LummaC2: Obfuscation Through Indirect Control Flow

Written by: Nino Isakovic, Chuong Dong


Overview

This blog post delves into the analysis of a control flow obfuscation technique employed by recent LummaC2 (LUMMAC.V2) stealer samples. In addition to the traditional control flow flattening technique used in older versions, the malware now leverages customized control flow indirection to manipulate the execution of the malware. This technique thwarts all binary analysis tools including IDA Pro and Ghidra, significantly hindering not only the reverse engineering process, but also automation tooling designed to capture execution artifacts and generate detections.

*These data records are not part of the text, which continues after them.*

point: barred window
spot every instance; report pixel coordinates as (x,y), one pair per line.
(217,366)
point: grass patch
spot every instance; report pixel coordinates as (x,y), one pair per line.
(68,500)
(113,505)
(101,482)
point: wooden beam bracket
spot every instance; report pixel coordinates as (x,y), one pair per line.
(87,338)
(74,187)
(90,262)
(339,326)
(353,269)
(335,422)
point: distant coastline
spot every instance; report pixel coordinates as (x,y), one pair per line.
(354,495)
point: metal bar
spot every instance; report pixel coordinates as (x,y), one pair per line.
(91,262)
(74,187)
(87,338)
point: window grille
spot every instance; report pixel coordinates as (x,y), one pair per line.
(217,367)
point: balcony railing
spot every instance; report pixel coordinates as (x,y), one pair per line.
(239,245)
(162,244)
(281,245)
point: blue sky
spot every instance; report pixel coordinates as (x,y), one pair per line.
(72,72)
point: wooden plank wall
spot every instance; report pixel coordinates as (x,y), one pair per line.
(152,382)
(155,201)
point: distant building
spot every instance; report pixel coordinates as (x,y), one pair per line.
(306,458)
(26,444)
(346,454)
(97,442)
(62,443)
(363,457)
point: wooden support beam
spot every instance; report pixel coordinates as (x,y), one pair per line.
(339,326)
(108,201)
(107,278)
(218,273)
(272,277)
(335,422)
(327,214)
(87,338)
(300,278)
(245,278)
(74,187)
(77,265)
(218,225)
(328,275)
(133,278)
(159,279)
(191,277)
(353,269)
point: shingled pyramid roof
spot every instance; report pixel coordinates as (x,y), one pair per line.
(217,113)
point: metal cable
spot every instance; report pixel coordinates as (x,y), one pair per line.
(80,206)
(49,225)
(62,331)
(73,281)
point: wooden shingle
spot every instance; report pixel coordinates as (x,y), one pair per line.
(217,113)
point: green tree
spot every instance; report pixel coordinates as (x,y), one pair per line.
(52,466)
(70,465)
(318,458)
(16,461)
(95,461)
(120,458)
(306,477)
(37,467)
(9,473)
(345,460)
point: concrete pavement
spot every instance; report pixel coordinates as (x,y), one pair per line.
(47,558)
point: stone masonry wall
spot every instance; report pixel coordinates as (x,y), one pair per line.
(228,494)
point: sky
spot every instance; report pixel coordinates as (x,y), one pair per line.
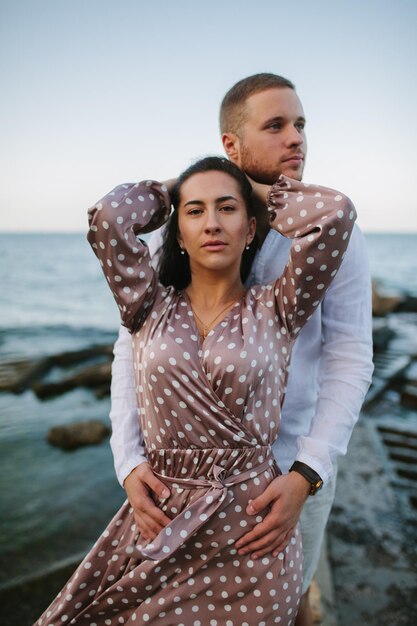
(100,92)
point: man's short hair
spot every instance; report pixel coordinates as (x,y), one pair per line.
(232,108)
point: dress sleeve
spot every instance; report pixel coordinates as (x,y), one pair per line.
(319,221)
(115,223)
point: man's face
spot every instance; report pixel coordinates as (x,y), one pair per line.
(272,140)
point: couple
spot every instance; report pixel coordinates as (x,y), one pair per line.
(211,362)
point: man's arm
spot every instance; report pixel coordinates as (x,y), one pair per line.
(345,374)
(346,364)
(132,469)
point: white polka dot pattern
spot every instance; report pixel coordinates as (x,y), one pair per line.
(209,415)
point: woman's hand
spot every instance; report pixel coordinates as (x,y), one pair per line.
(169,184)
(139,485)
(260,191)
(285,496)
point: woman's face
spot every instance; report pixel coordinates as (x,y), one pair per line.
(213,224)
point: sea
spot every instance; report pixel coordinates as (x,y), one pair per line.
(53,299)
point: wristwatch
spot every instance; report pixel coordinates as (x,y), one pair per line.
(309,474)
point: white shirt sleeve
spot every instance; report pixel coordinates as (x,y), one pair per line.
(126,440)
(346,362)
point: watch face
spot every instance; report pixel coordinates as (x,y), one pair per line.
(315,487)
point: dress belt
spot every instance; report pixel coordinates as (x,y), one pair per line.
(198,512)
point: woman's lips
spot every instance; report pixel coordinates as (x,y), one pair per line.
(214,246)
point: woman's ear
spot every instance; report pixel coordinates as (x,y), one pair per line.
(251,230)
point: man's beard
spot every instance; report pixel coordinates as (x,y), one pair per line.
(257,170)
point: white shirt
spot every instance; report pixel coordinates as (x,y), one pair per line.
(331,368)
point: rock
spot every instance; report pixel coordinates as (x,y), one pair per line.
(17,375)
(383,303)
(409,397)
(78,356)
(78,434)
(315,602)
(382,333)
(408,304)
(92,376)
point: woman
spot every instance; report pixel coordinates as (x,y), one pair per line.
(211,363)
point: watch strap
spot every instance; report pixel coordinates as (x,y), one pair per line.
(316,483)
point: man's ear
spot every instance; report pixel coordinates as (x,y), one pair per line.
(231,145)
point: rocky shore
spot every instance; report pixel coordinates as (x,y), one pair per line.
(371,537)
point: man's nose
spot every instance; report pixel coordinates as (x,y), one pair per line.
(294,137)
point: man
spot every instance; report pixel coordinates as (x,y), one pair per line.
(262,125)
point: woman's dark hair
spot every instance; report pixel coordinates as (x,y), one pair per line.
(174,267)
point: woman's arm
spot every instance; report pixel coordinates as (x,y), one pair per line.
(115,222)
(319,221)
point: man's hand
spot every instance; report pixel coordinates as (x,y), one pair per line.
(286,496)
(149,519)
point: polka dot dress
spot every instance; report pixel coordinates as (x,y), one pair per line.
(209,414)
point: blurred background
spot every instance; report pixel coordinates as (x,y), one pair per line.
(101,92)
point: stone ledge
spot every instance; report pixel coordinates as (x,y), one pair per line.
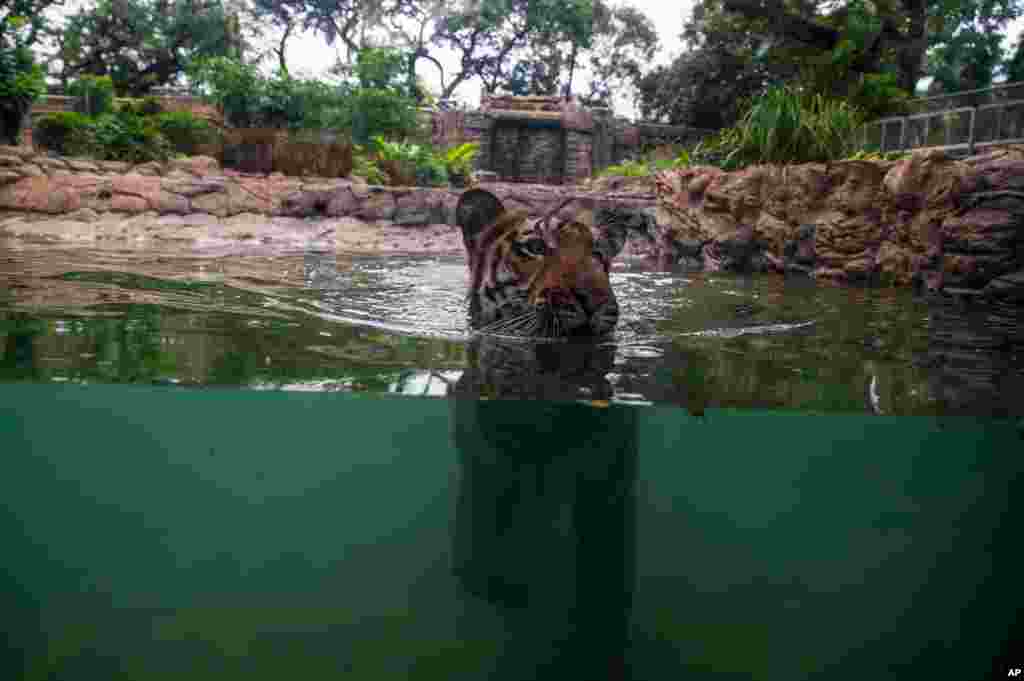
(40,183)
(928,220)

To provide insights to Google and Mandiant security teams, we developed an automated method for removing this protection layer through symbolic backward slicing. By leveraging the recovered control flow, we are able to rebuild and deobfuscate the samples into a format readily consumable for any static binary analysis platform.

Protection Components

Overview

An obfuscating compiler, which we will also informally refer to as an “obfuscator,” is a transformation tool designed to enhance the security of software binaries by making them more resilient to binary analysis. It operates by transforming a given binary into a protected representation, thereby increasing the difficulty for the code to be analyzed or tampered with. These transformations are typically applied at a per-function basis where the user selects the specific functions to apply these transformations to.